His civilian boss concurs. Air Force Secretary Michael Donley recently said that such a plane "will help build up the security capabilities of partners facing counter-terrorist operations, counter-insurgency operations." Nations like Afghanistan and Iraq "are not going to be able to — and do not have a need to — operate at that higher end of the conflict spectrum," he added. Nor can they afford to — the $350 million used to buy each of the 187 F-22s will pay for a fleet of about 50 of these planned counter-insurgency warplanes.

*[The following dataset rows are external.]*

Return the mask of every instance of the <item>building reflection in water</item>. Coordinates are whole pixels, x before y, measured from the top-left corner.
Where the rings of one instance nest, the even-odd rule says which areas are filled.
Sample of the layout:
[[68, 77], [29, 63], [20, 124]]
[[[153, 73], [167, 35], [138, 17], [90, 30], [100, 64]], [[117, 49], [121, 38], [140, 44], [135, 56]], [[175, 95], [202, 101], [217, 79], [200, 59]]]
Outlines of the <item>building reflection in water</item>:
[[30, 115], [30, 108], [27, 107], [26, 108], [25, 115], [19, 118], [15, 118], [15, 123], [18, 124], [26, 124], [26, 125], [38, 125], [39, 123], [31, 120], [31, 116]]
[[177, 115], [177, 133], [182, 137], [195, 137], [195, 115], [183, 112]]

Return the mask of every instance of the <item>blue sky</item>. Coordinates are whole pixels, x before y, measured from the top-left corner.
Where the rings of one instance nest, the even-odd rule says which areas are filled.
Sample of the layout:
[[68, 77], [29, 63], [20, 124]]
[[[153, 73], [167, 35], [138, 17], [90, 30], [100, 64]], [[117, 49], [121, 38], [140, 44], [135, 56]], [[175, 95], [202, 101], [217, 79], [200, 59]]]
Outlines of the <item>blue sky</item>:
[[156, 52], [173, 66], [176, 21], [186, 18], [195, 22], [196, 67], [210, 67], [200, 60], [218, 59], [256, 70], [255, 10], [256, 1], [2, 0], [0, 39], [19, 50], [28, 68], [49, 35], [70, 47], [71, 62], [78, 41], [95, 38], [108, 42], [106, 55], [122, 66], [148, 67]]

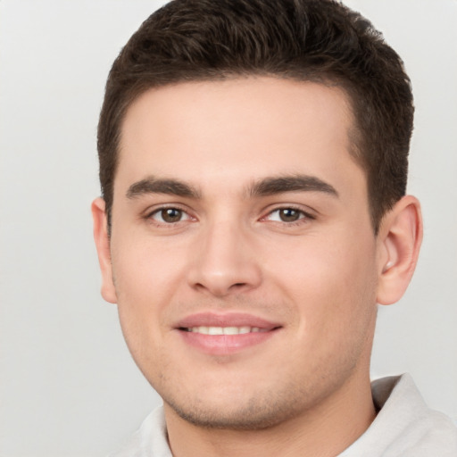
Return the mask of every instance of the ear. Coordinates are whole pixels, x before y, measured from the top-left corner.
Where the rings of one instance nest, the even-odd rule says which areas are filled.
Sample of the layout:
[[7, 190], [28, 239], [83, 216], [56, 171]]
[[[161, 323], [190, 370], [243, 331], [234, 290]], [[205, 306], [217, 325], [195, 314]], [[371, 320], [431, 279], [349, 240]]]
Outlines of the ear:
[[422, 231], [420, 204], [412, 195], [403, 197], [384, 217], [378, 236], [379, 304], [392, 304], [404, 294], [416, 268]]
[[111, 303], [117, 303], [116, 290], [112, 280], [111, 262], [110, 237], [105, 204], [103, 198], [92, 202], [92, 218], [94, 220], [94, 239], [96, 241], [98, 262], [102, 271], [102, 296]]

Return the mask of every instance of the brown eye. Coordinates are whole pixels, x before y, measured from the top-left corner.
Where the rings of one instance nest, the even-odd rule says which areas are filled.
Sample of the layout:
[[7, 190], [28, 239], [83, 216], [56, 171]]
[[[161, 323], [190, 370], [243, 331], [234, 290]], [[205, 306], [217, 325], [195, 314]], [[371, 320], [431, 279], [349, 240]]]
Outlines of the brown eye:
[[182, 218], [182, 211], [176, 208], [166, 208], [161, 211], [161, 216], [165, 222], [179, 222]]
[[173, 224], [190, 219], [184, 211], [178, 208], [162, 208], [154, 212], [150, 217], [162, 224]]
[[295, 222], [303, 217], [303, 213], [294, 208], [283, 208], [278, 210], [278, 215], [283, 222]]
[[285, 206], [284, 208], [278, 208], [272, 211], [266, 218], [266, 220], [271, 220], [273, 222], [286, 222], [292, 223], [297, 222], [302, 220], [312, 220], [314, 219], [310, 214], [304, 212], [302, 210], [295, 209], [294, 207]]

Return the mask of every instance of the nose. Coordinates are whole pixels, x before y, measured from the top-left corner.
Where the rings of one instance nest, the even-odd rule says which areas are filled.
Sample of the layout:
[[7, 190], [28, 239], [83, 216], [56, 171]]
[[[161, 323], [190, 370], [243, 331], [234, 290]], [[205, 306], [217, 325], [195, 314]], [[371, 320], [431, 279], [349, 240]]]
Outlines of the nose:
[[218, 297], [258, 287], [262, 271], [254, 243], [236, 224], [209, 227], [192, 249], [189, 285]]

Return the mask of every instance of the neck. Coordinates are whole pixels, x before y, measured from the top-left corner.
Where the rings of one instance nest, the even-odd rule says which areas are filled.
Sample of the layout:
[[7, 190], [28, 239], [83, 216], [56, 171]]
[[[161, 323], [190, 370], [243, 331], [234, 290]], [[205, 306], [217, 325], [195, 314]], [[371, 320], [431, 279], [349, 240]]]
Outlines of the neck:
[[376, 416], [368, 374], [301, 415], [260, 430], [201, 428], [166, 403], [164, 409], [174, 457], [335, 456], [361, 436]]

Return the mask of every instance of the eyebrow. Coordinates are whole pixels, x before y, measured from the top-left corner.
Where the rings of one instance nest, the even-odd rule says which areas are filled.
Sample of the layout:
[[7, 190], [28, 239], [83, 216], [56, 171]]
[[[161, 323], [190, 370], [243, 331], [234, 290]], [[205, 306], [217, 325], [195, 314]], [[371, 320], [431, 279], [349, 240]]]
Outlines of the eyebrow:
[[[267, 196], [286, 192], [322, 192], [337, 197], [333, 186], [315, 176], [290, 175], [269, 177], [254, 181], [247, 187], [246, 195]], [[174, 179], [158, 179], [149, 176], [132, 184], [127, 190], [128, 198], [135, 198], [147, 194], [167, 194], [188, 198], [202, 198], [199, 190], [184, 181]]]
[[146, 194], [167, 194], [189, 198], [201, 198], [200, 192], [183, 181], [172, 179], [158, 179], [149, 176], [132, 184], [127, 190], [128, 198], [135, 198]]
[[290, 175], [265, 178], [253, 183], [248, 188], [251, 196], [272, 195], [285, 192], [322, 192], [338, 196], [337, 189], [315, 176]]

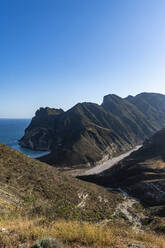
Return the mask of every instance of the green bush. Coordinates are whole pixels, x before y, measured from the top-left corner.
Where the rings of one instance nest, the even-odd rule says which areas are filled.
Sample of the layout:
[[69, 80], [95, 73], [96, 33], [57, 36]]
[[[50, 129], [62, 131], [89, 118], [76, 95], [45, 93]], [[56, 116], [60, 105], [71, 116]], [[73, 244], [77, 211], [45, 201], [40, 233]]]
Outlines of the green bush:
[[37, 241], [32, 248], [62, 248], [62, 245], [54, 238], [44, 238]]

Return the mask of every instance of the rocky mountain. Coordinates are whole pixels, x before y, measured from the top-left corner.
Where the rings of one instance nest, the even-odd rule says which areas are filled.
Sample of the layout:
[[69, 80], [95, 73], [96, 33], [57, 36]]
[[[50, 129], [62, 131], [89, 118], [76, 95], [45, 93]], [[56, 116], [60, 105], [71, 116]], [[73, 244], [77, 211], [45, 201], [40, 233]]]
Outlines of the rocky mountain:
[[20, 145], [50, 151], [41, 161], [55, 166], [90, 166], [129, 150], [163, 127], [165, 95], [107, 95], [101, 105], [79, 103], [66, 112], [41, 108]]
[[0, 144], [0, 215], [100, 221], [111, 218], [120, 194], [60, 173]]
[[125, 191], [140, 200], [153, 215], [165, 217], [165, 129], [110, 169], [80, 178]]

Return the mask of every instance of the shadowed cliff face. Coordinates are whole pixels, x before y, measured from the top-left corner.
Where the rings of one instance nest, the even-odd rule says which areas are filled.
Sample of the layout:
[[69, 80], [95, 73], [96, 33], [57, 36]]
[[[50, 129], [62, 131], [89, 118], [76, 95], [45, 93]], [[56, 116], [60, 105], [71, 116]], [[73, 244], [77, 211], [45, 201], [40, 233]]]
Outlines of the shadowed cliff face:
[[89, 166], [129, 150], [164, 126], [164, 95], [107, 95], [102, 105], [79, 103], [66, 112], [41, 108], [20, 145], [50, 150], [41, 160], [52, 165]]
[[1, 216], [5, 216], [3, 211], [9, 216], [16, 211], [47, 219], [100, 221], [109, 219], [122, 200], [120, 194], [72, 178], [0, 144]]
[[100, 175], [80, 178], [105, 187], [122, 188], [165, 217], [165, 129]]

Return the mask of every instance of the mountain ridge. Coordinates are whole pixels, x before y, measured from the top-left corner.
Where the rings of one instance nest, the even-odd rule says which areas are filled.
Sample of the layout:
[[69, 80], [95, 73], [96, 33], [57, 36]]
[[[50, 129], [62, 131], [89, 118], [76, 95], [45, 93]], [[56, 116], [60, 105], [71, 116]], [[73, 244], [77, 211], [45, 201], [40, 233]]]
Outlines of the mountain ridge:
[[84, 102], [65, 112], [49, 109], [49, 114], [40, 116], [36, 112], [19, 143], [49, 150], [40, 160], [51, 165], [87, 167], [131, 149], [163, 127], [165, 95], [121, 98], [111, 94], [101, 105]]

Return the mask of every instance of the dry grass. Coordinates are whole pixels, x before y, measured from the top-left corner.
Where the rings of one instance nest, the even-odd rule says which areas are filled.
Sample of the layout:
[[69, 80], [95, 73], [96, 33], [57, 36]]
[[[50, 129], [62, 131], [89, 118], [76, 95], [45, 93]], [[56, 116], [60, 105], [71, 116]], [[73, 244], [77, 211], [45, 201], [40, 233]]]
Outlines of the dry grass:
[[3, 219], [0, 227], [8, 232], [0, 233], [0, 247], [13, 248], [26, 243], [31, 247], [43, 237], [55, 237], [65, 248], [126, 248], [128, 244], [142, 243], [146, 248], [165, 247], [165, 237], [151, 232], [135, 232], [123, 225], [90, 224], [88, 222], [58, 220], [51, 223], [44, 219]]

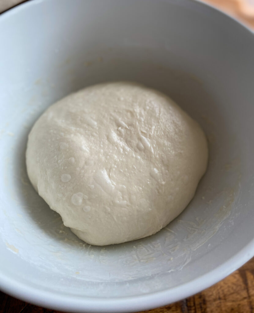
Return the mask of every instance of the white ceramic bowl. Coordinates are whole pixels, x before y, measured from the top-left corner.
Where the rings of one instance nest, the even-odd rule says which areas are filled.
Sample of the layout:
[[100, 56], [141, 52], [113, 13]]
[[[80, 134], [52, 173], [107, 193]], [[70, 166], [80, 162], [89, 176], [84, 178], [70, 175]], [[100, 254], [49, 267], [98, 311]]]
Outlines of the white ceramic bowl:
[[[0, 287], [75, 312], [143, 310], [210, 286], [254, 254], [254, 36], [190, 0], [34, 0], [0, 17]], [[188, 208], [154, 235], [104, 248], [34, 190], [27, 135], [47, 107], [100, 82], [168, 94], [209, 140]]]

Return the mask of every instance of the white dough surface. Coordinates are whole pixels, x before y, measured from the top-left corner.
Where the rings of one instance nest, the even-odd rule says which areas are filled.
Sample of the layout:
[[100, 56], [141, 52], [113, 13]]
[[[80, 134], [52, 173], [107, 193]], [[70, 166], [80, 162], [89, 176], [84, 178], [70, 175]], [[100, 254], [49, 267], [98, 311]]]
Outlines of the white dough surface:
[[126, 82], [87, 87], [50, 106], [26, 152], [40, 195], [98, 245], [166, 226], [194, 196], [208, 157], [196, 122], [166, 95]]

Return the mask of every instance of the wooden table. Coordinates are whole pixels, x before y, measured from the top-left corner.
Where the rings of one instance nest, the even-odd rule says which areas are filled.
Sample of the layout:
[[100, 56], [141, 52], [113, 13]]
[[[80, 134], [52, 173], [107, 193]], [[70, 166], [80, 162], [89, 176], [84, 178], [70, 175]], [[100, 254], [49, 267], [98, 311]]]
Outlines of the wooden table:
[[[201, 292], [145, 312], [254, 313], [254, 258], [225, 279]], [[21, 312], [60, 313], [26, 303], [0, 292], [0, 313]]]
[[[254, 29], [254, 7], [243, 0], [203, 0]], [[254, 2], [254, 0], [253, 0]], [[0, 0], [0, 12], [24, 0]], [[254, 313], [254, 258], [229, 276], [195, 295], [149, 313]], [[26, 303], [0, 291], [0, 313], [59, 313]]]

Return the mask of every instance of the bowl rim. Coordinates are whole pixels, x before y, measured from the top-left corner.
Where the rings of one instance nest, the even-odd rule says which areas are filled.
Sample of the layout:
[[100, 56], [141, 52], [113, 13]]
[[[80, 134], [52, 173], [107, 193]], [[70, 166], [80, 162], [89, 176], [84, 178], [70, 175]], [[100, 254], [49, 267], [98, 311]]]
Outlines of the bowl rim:
[[[5, 11], [0, 14], [0, 22], [4, 18], [18, 13], [28, 8], [47, 0], [28, 0]], [[171, 0], [163, 0], [170, 2]], [[246, 25], [233, 17], [203, 2], [201, 0], [181, 0], [194, 2], [201, 8], [209, 8], [214, 13], [233, 20], [240, 27], [252, 35], [254, 32]], [[254, 38], [253, 38], [254, 39]], [[170, 289], [143, 295], [119, 298], [81, 297], [66, 296], [57, 292], [42, 290], [18, 282], [0, 272], [0, 289], [22, 300], [49, 308], [70, 312], [113, 313], [133, 312], [149, 310], [168, 305], [191, 296], [210, 287], [239, 268], [254, 256], [254, 238], [233, 256], [213, 270], [195, 279]]]

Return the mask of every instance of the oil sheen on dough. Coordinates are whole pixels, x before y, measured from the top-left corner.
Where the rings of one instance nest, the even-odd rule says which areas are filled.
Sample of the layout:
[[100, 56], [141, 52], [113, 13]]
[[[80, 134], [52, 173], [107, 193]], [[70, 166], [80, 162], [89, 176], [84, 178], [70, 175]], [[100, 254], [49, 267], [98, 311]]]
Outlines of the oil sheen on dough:
[[159, 231], [193, 197], [205, 134], [171, 99], [143, 86], [101, 84], [51, 105], [26, 152], [40, 195], [80, 239], [104, 245]]

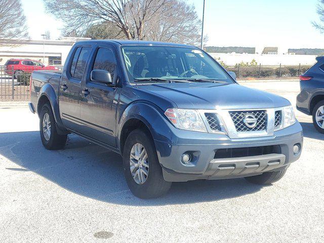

First, Mr. Thompson’s assertion that “no other nation is building such a plane to challenge(the F-22)” is dead wrong. How can someone write for a major magazine and blatantly get such a basic fact wrong?About 2 minutes on Google turned up these facts on a challenger to the F-22:
“The PAK FA (or PAK-FA) is a Russian fifth-generation fighter jet ...intended to replace the MiG-29 and Su-27 in the Russian Air Force...”
“On 07 July 2008 Air Force commander Col. Gen. Alexander Zelin said "We will begin test flights [of the new fighter] in 2009, and hope to receive the aircraft in 2013".
The left made the same arguments in the 1970s when they tried to kill the F-15 as “too expensive and too complex.” Thirty years later the mighty F-15 is considered by most has the most successful fighter plane in history. Now the left wants the Air Force to get rid of its premiere fighter capability because there are no peer competitors and it wants the Navy to cut back on its premiere surface capability because there are peer competitors. This is laughable.
The Air Force must make every dollar it spends count. This means pursuing multi-role platforms, like the F-35 and F/A-22 (yes, it was once called the “F/A” for both fighter and attack). These can be used for both air defense and close air support. A little modified T-6 cannot perform ANY other mission than light counter insurgency ops. In this role it will be fodder for AAA (anti-aircraft artillery) and MANPAD (man portable air defense) missiles in any theater of war. The Air Force already has counter-insurgency capabilities it can expand on in the form of the venerable A-10 and the new Reaper UAV. Why not buy more of these?
These arguments are simply smoke screens for cutting weapon systems to fund domestic initiatives. We are repeating the Hollow Force concept under the Carter Administration in the wake of LBJ’s massive “Great Society” domestic programs. In the wake of these decisions we are stripping America of its ability to project strategic power and defend our nation from afar.